The theme of paranoia is also prevalent in Little Brother. Most citizens of Cory Doctorow’s dystopian San Francisco are all constantly in fear of being arrested or detained- the exceptions being busybodies and whistle blowers. When Marcus creates the Xnet, he creates the system because he knows he is in danger of getting caught for his activist movements and his exposing the Department of Homeland Security. The same is the case for the other people who join his rally to overthrow the DHS in their city- they are protesting in the name of what is right, but they know that what they are doing is punishable, so they are always looking over their shoulders.

To further illustrate the existence of paranoia as a theme in Little Brother, one may look to the instance in the novel wherein Marcus, operating later on in the book under the screen name M1k3y, is asked to do interviews by several newspapers and radio shows- in response, he instructs them to log on to Xnet so he can host a press conference through one of the Xnet games. It is evident through this section of the book that Marcus does not want to be exposed as the leader of the underground movement, as he does not wish to face the consequences of his actions, even though he knew he was in the right. He takes these kinds of precautions because he is afraid, or paranoid, that the DHS will expose his true identity and his quest for justice will be put to an end.

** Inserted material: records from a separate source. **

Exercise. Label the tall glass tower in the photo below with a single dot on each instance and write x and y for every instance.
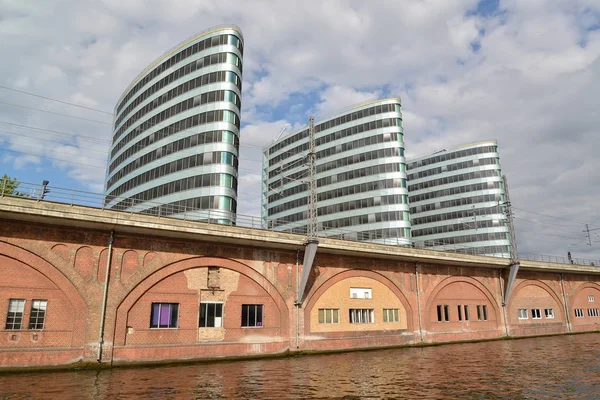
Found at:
(176, 132)
(361, 177)
(457, 200)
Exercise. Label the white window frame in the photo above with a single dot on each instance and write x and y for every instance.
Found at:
(523, 311)
(361, 293)
(16, 311)
(391, 315)
(332, 313)
(362, 316)
(218, 320)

The theme of censorship plays a heavy role in the novel Little Brother. Many people are accustomed to reading books about censorship with regards to literature- this novel, however, discusses the somewhat undiscovered world of internet censorship. However, we can still draw a parallel between Little Brother and some great literary works in the past- an example with regards to censorship would be the novel Fahrenheit 451 by Ray Bradbury, which introduces the concept of a world without books. Although the form of censorship is very extreme in Ray Bradbury’s novel, Little Brother echoes its somewhat dystopian society.

After Marcus is tortured and interrogated by the Department of Homeland Security, he returns to San Francisco to find his home to be a virtual base for the DHS, and as he finds out later, the organization is tracking the internet usage of San Francisco citizens, and detaining them if they even come close to browsing pages on “controversial topics” such as security systems or communicating with large groups of people. Thus, their freedom of expression is limited, as they mightn’t feel comfortable having someone read their posts and view their history.

This is evident in the following excerpt from the book: “My technology was working for me, serving me, protecting me. It wasn’t spying on me” (Doctorow, 88). In the passage, Marcus is outlining the difference between the ParanoidXbox system he created and his regular computer, which is being monitored by the DHS. He also inadvertently points out what the DHS should be doing- working for him, and protecting him- rather than spying on him. This passage also shows that the only way Marcus truly feels comfortable about using the web is by creating his own undiscoverable system.